Fludd'a göre, varlıklar içerdikleri ışık ve karanlığın oranlarına göre sıralanabilirler. Toprak gibi en az ışığa sahip olan varlıkların alt sıralarda olduğu düşünülürken, ateş gibi ışık bakımından zengin olanlar ise varlık düzeylerinin üst sıralarında yer alır. Fludd'un görüşlerine göre üç evren bulunmaktadır. İlk örnek evren, Baba-Oğul-Ruh üçlemesine ev sahipliği yapar. İkinci evren ise Tanrı'dan fışkırmış olan ve büyük evren olarak adlandırılan makro kozmostur. Bu evren de kendi içinde Tanrı'nın üç niteliğine karşılık gelen üç bölüme ayrılabilir. İlk bölümde melekler yer alırken, ikinci bölge yaşamın temelidir ve üçüncü bölge öğeleri içerir, yani yeryüzü ve diğer gezegenleri kapsar. İnsan ise mikro kozmos olarak adlandırılır ve başı "meleksel", göğsü "esirli", karın bölgesi ise "öğesel" bölgeye karşılık gelir.
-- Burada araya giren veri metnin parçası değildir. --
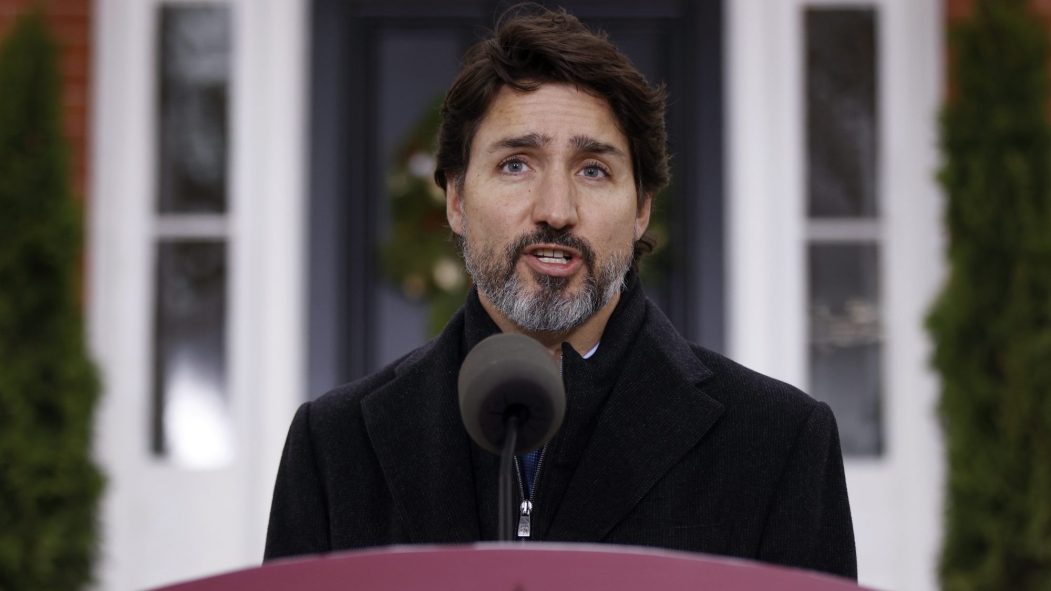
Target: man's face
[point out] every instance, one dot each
(547, 211)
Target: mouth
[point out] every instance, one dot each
(553, 260)
(550, 255)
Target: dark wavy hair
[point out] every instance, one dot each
(533, 45)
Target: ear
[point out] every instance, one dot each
(642, 216)
(454, 206)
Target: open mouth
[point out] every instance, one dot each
(553, 256)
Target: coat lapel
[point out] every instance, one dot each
(655, 414)
(418, 437)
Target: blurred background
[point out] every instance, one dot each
(261, 226)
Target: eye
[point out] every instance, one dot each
(513, 165)
(595, 170)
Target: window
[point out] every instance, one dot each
(190, 418)
(843, 222)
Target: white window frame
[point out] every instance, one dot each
(162, 523)
(895, 498)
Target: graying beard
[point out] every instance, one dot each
(550, 309)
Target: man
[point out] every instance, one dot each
(551, 149)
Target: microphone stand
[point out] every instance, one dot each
(506, 492)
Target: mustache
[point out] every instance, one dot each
(548, 235)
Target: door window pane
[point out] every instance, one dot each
(846, 341)
(194, 77)
(191, 424)
(841, 113)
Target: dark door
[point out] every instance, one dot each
(377, 68)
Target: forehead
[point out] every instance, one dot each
(558, 111)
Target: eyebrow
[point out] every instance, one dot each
(591, 145)
(580, 143)
(529, 140)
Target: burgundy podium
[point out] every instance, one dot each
(516, 567)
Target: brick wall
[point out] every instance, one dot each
(70, 21)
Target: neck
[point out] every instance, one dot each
(581, 338)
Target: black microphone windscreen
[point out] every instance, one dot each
(511, 374)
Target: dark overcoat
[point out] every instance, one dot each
(680, 448)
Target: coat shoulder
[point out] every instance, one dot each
(761, 399)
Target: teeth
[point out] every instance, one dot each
(552, 256)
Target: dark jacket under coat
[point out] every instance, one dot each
(665, 444)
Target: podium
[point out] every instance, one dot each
(516, 567)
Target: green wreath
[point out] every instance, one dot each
(420, 256)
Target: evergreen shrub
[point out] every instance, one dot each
(48, 486)
(991, 324)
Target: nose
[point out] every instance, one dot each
(555, 202)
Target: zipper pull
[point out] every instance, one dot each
(523, 512)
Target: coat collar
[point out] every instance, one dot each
(656, 412)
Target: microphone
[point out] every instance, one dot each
(510, 383)
(511, 376)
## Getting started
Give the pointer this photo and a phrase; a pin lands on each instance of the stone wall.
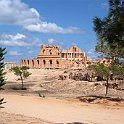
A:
(51, 57)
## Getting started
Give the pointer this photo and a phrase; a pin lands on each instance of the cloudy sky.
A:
(27, 24)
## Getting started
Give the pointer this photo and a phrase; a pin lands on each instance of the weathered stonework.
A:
(9, 65)
(51, 57)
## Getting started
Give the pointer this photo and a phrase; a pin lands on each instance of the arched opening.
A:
(50, 62)
(28, 62)
(50, 51)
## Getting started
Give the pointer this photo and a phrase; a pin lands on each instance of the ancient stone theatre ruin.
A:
(52, 57)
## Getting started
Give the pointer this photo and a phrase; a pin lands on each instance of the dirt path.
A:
(62, 111)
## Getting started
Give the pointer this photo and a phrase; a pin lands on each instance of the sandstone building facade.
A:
(52, 57)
Fludd'a göre, insan yaşamında ölümsüzlüğün sırrı bulunabilir ve madenlerin birbirlerine dönüşebilecekleri gibi, insanın da bu doğaüstü ilkelere göre iyileşebileceği düşünülmüştür. Bu nedenle, Fludd hastaların iyileştirilmesi için falcılık gibi yöntemlere başvurmuştur. Tanrısal düzenin varlığı, çeşitli belirtilerle ifade edilir ve doğa olayları Tanrı'nın bir görünümü olarak kabul edilir. Fludd, bu tanrısal olayları fizik deneyleriyle doğrulamaya çalışmıştır. Matematiğin, fizik için bir dil oluşturmakla sınırlı kalması gerektiğini savunmuş ve bu dilin ölçü, işaret ve kavramlara dayalı olması gerektiğini ileri sürmüştür.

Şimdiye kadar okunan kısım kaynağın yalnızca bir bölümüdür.